Pfizer/BioNTech aşısının SARS-CoV-2’nin B.1.1.7 soyuna karşı etkili olduğu rapor edildi. Diğer aşıların etkililik durumuyla ilgili bir bilgi mevcut değil. Yapılan bir çalışmada, S proteini mutasyona uğramış bazı SARS-CoV-2 tiplerinin iyileşen hasta serumlarındaki nötralizan antikorlara karşı direnç gösterdiği bulunmuştur. Bu da, aşıların mutant virüslere karşı etkinliğinin düşebileceğini göstermektedir. İnaktif aşılarda virüsün tamamı kullanılmaktadır. Bu aşılardaki mutasyona uğramamış bölgelere karşı da antikor üretilebilmektedir ve bu antikorlar korumayı devam ettirebilir. Alt birim aşılarda ise proteinin hangi bölgesinin kullanıldığı önem kazanmaktadır. Mutasyona uğramış bölgeden küçük bir protein parçasını içeren aşıların etkinliği daha düşük olacaktır.    

Bir aşının olmazsa olmazının etkililik ve güvenlik olduğu söyleniyor. Üretilen aşıların etkilerine odaklanırken güvenli olmaları göz ardı ediliyor olabilir mi?

Aşılar geliştirilirken hem klinik öncesi aşamalarda hem de klinik faz çalışmalarında aşıların güvenlilik testleri yapılmaktadır. Aşılar faz 1’de gönüllüler üzerinde test edildiğinde özellikle herhangi bir yan etki olup olmadığı araştırılmaktadır. Ancak, salgın dolayısıyla aşıya hızlı bir şekilde ulaşabilmek için aşıların bazı gruplar (belirli yaş grupları, hamileler vb.) üzerindeki etkileri test edilememektedir. Faz çalışmalarının ardından, ruhsatlandırma aşamasında da aşıların güvenlikleri test edilmektedir.

Uygulanmaya başlayan aşılar miktar itibariyle de toplum bağışıklığını sağlayabilmek için yeterli olacak mı?

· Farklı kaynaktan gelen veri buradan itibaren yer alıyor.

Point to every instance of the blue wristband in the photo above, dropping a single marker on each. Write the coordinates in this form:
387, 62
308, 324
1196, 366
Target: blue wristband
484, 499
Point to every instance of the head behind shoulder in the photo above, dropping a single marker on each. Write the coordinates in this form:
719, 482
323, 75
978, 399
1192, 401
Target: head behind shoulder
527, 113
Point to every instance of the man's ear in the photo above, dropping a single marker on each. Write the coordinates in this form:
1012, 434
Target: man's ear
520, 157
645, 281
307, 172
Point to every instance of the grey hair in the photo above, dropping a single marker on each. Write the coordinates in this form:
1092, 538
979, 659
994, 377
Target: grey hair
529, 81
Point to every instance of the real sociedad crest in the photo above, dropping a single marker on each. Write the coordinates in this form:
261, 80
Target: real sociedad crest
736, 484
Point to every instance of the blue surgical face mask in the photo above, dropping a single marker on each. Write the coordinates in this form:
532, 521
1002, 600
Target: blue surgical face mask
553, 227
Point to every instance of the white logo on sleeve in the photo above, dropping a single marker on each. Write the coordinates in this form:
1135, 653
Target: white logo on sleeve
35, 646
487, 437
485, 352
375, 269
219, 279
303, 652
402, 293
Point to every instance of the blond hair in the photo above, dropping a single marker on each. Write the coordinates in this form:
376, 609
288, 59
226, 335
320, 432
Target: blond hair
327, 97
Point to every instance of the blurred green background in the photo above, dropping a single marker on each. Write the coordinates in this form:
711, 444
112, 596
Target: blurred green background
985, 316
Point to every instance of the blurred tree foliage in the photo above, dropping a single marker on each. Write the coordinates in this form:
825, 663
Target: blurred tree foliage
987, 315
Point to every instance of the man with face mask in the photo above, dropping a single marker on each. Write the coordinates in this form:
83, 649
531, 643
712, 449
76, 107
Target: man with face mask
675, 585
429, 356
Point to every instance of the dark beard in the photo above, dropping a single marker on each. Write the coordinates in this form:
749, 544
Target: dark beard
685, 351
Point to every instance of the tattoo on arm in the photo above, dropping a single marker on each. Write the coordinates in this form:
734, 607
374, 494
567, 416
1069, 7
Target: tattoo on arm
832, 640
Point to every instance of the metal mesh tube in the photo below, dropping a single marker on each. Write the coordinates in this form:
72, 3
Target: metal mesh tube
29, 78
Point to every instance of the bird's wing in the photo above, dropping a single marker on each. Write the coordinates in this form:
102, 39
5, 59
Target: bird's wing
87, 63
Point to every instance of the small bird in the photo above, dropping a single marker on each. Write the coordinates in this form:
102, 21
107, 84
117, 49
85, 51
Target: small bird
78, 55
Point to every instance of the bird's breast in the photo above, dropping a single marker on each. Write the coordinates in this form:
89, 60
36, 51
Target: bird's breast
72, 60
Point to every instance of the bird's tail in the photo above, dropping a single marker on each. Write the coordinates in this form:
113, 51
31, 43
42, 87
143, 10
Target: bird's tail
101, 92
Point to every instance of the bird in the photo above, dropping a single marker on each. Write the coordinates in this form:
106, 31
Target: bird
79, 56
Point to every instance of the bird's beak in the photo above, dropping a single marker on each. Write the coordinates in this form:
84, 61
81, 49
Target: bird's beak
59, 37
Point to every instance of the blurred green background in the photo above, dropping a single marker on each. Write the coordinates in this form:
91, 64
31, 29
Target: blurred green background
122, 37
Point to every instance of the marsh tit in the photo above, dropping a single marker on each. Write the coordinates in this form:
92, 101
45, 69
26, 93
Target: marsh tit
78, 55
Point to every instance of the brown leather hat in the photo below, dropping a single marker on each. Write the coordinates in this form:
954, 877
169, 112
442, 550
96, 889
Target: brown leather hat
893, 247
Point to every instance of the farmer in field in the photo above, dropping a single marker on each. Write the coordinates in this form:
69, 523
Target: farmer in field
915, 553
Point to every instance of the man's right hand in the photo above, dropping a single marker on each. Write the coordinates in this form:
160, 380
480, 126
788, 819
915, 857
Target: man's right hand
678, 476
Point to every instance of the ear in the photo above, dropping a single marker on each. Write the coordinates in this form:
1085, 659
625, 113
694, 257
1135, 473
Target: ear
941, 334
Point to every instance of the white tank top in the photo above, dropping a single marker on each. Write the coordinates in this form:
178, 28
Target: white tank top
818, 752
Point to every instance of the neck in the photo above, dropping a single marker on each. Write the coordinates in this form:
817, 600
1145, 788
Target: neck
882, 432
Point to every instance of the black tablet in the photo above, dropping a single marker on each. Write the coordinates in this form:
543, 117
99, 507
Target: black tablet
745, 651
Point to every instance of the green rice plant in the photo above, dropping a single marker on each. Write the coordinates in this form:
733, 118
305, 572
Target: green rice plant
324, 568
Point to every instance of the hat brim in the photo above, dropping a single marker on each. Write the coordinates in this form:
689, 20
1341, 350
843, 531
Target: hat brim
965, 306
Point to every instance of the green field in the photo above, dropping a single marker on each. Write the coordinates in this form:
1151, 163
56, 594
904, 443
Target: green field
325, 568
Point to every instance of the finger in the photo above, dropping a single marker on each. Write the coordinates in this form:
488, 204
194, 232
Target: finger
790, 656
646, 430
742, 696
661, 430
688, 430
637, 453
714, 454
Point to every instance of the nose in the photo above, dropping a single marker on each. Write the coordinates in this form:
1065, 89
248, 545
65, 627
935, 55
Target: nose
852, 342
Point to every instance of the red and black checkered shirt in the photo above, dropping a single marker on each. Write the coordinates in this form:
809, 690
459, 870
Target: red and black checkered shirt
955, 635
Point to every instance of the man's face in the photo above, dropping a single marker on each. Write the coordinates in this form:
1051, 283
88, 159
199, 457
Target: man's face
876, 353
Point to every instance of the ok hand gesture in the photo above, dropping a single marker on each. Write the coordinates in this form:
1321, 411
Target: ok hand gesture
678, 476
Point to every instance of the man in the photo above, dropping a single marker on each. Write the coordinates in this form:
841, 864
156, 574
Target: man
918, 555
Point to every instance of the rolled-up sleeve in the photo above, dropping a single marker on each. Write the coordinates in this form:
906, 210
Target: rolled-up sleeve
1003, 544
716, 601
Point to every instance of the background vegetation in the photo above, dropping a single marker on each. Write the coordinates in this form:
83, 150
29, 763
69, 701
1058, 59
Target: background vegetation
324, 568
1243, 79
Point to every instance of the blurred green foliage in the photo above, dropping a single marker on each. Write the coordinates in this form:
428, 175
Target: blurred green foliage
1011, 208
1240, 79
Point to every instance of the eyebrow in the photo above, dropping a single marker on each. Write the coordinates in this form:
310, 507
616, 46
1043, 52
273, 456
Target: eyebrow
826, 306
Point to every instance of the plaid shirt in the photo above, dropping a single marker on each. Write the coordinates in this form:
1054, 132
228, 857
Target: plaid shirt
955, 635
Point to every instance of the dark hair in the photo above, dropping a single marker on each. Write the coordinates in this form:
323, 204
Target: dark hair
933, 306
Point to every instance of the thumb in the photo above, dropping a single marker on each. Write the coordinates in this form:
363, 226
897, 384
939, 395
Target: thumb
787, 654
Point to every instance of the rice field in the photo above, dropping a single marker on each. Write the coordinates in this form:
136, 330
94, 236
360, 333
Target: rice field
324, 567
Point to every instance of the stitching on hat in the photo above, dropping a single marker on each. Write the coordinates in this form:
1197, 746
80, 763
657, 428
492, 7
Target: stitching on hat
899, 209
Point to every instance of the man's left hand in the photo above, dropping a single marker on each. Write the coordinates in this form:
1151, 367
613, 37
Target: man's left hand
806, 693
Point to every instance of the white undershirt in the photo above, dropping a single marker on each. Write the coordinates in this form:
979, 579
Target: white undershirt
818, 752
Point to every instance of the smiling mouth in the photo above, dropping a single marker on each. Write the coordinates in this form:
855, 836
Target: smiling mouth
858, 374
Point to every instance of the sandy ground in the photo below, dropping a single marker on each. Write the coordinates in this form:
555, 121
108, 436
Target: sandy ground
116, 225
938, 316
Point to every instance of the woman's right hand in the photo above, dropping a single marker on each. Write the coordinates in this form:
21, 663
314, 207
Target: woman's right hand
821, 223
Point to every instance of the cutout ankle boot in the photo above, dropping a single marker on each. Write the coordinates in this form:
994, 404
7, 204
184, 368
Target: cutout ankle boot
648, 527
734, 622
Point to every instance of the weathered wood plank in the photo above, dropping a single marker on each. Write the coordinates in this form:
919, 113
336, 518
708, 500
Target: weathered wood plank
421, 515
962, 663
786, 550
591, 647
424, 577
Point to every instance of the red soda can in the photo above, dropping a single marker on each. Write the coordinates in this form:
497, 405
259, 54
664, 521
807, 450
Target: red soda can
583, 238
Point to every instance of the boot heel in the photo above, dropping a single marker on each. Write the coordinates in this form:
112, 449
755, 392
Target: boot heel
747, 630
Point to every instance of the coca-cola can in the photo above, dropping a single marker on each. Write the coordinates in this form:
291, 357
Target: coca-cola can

Toplum bağışıklığının oluşabilmesi için toplumun %60-70’inin hastalanarak veya aşılanarak hastalığa bağışık hale gelmesi gerekmektedir. İyileşen sayıları nüfusun yaklaşık %3’ünü oluşturmaktadır, bu da hastalanarak toplum bağışıklığı oluşmasından çok uzak olduğumuzu gösteriyor. Aşı ile toplum bağışıklığını elde etmek daha olası bir çözüm ancak milyonlarca doz aşıya ihtiyaç var. Bu kadar aşıyı ithal etmek de zor görünüyor çünkü dünya nüfusu aşı üretim kapasitesinin çok üzerinde. Şu an için bulunan çözüm sağlık çalışanları ve ileri yaştakiler gibi kırılgan grupların öncelikle aşılanması.